La mise en scène du film reste simple, mais efficace. Il nous livre des bribes d’une histoire d’amitié très forte, menacée les aléas de la vie. Le film retranscrit avec intelligence et réalisme la brutalité qui peut naître dans une amité, et la difficiluté qu’il y a à abandonner les idéaux innoncents qu’on avait dans l’enfance. Clotilde se raccroche à Aude comme à la mère qu’elle a perdu, si effrayée à l’idée de la perdre qu’elle devient manipulatrice et méchante. Aude, quant à elle, accepte de répondre aux demandes de son amie car elle compte beaucoup pour elle et entend son désarroi. Néanmoins, on sent que leur relation n’est pas saine car installée sur un manque et des angoisses de la part de Clotilde, qui va jusqu’à pousser son amie à entreprendre un parcours qui n’est pas forcement celui qui lui correspond. Aude n’est pas dans ce besoin de fusion avec son amie. Elle veut construire quelque chose avec un garçon (Kévin Azaïs *.*), faire une rencontre amoureuse, et non se contenter de l’amitié qu’elle partage avec Clotilde. Le film montre bien comment une amitié est proche d’une relation amoureuse, pouvant entrainer les même problèmes (jalousie, possession, manipulation, angoisse et compétition). Ces amitiés, que beaucoup de filles partagent durant leur adolescence, semblent servir de transition émotionnelle entre l’amour parental qu’on reçoit enfant, et l’amour qu’on partage plus tard, adulte. Et le film montre bien cette transition difficile de la fin de l’adolescence à l’âge adulte, une période peu représenter au cinéma (même si ça se développe ces derniers temps avec D’amour et d’eau fraiche de Isabelle Czajka par exemple).

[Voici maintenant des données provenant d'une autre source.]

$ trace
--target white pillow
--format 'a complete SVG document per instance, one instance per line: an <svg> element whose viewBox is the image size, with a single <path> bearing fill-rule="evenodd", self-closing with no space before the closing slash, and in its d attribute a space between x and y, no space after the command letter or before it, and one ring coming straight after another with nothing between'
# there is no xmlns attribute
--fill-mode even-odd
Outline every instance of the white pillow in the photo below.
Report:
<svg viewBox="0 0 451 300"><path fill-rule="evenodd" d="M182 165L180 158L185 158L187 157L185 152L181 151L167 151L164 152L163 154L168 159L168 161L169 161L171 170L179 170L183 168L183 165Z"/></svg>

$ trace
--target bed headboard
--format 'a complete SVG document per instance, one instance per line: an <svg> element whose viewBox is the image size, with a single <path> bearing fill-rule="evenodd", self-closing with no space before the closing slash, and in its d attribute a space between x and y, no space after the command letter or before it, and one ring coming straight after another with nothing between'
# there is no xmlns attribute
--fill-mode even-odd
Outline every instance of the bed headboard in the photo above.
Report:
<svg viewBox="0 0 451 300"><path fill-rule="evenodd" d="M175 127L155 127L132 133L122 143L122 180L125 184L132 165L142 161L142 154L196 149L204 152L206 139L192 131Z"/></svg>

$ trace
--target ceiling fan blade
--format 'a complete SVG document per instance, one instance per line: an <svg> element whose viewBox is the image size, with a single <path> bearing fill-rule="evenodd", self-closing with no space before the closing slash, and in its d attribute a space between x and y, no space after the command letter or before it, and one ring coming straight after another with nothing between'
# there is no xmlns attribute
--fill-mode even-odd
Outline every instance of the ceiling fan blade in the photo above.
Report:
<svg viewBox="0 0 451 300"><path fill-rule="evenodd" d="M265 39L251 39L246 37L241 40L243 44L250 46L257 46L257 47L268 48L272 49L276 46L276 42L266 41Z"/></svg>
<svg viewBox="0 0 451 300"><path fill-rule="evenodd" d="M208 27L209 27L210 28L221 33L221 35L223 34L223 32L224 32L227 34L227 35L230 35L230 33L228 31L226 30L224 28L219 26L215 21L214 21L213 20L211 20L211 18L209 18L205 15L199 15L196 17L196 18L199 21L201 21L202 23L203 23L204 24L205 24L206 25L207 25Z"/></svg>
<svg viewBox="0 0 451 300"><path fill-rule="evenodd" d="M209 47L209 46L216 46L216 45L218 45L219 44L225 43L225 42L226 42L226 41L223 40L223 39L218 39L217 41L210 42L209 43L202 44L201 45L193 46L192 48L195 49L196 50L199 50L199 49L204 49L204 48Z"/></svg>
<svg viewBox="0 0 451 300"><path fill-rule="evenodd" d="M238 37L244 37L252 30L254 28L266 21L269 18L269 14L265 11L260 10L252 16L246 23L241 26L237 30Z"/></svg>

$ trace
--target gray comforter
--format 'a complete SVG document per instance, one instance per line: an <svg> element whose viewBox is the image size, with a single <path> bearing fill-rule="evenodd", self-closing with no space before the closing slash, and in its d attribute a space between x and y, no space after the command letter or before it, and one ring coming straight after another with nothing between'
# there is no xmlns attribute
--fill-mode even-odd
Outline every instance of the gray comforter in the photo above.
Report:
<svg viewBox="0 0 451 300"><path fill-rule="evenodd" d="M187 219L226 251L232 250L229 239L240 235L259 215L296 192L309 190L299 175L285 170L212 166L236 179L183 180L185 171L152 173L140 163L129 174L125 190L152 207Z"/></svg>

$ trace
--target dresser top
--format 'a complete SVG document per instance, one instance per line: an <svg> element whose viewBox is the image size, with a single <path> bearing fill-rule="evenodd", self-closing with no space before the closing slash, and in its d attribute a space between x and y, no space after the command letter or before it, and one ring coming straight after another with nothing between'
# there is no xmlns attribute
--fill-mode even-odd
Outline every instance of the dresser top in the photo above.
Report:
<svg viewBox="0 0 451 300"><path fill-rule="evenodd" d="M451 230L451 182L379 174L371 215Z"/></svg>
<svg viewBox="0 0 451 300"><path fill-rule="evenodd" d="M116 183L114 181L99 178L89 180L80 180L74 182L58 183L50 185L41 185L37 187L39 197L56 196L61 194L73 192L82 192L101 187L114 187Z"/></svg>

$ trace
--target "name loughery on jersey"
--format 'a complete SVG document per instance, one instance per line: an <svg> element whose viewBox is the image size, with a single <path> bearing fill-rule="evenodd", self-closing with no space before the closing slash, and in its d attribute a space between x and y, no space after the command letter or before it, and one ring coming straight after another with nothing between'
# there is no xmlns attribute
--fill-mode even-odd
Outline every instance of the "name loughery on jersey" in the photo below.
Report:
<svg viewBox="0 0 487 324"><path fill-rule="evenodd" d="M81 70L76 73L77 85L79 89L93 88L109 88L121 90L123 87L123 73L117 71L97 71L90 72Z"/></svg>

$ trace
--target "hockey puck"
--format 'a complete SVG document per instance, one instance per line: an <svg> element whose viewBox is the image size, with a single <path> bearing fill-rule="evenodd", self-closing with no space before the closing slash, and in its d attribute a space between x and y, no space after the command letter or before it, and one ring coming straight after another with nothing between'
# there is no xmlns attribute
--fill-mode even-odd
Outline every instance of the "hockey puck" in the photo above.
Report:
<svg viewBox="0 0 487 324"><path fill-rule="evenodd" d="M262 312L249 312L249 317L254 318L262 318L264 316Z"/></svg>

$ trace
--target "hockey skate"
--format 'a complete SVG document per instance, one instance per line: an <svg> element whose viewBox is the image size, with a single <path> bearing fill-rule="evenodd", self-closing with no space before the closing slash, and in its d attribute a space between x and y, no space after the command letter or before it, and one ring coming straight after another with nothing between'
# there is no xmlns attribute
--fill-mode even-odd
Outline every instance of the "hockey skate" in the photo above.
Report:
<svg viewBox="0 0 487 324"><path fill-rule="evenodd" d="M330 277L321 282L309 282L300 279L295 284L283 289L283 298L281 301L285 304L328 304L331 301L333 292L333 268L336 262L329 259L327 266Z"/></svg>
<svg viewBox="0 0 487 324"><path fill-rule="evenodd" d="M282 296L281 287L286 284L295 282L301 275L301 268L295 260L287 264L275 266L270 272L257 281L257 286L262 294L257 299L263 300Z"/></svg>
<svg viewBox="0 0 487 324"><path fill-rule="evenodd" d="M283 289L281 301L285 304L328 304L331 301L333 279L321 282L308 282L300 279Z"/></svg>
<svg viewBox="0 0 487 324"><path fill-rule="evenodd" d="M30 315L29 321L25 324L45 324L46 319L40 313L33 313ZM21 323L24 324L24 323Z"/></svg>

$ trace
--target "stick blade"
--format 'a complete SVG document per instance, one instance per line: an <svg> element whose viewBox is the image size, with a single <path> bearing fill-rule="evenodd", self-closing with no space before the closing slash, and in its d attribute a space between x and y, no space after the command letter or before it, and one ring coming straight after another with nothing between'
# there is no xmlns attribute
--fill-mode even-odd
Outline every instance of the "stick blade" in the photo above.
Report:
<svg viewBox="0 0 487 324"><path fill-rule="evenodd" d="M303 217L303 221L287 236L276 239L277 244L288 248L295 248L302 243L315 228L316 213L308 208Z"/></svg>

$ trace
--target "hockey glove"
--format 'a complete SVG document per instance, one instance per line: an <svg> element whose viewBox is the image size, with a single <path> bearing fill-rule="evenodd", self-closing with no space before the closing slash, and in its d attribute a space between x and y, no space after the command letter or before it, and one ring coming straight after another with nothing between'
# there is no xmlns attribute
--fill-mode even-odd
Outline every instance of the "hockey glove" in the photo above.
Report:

Cette histoire offre également un portrait de la vie étudiante parisienne. Certains qualifieront ce portrait de superficiel et cliché, mais je trouve qu’il est juste et met en avant la difficulté de s’intégrer intellectuellement à la vie parisienne. Ce milieu, très convoité et glamourisé par le cinéma reste élitiste et cruel envers ceux qui ne connaissent pas ses codes. C’est le cas de Aude.
Un bon film donc, dans une simplicité qui ne fait pas défaut à son discours. La réalisatrice a su capter la grande ambiguité qui caractérise les amitiés aussi fusionnelles que celle que partagent Aude et Clotilde, et le temps de l’abandon des idéaux d’enfants.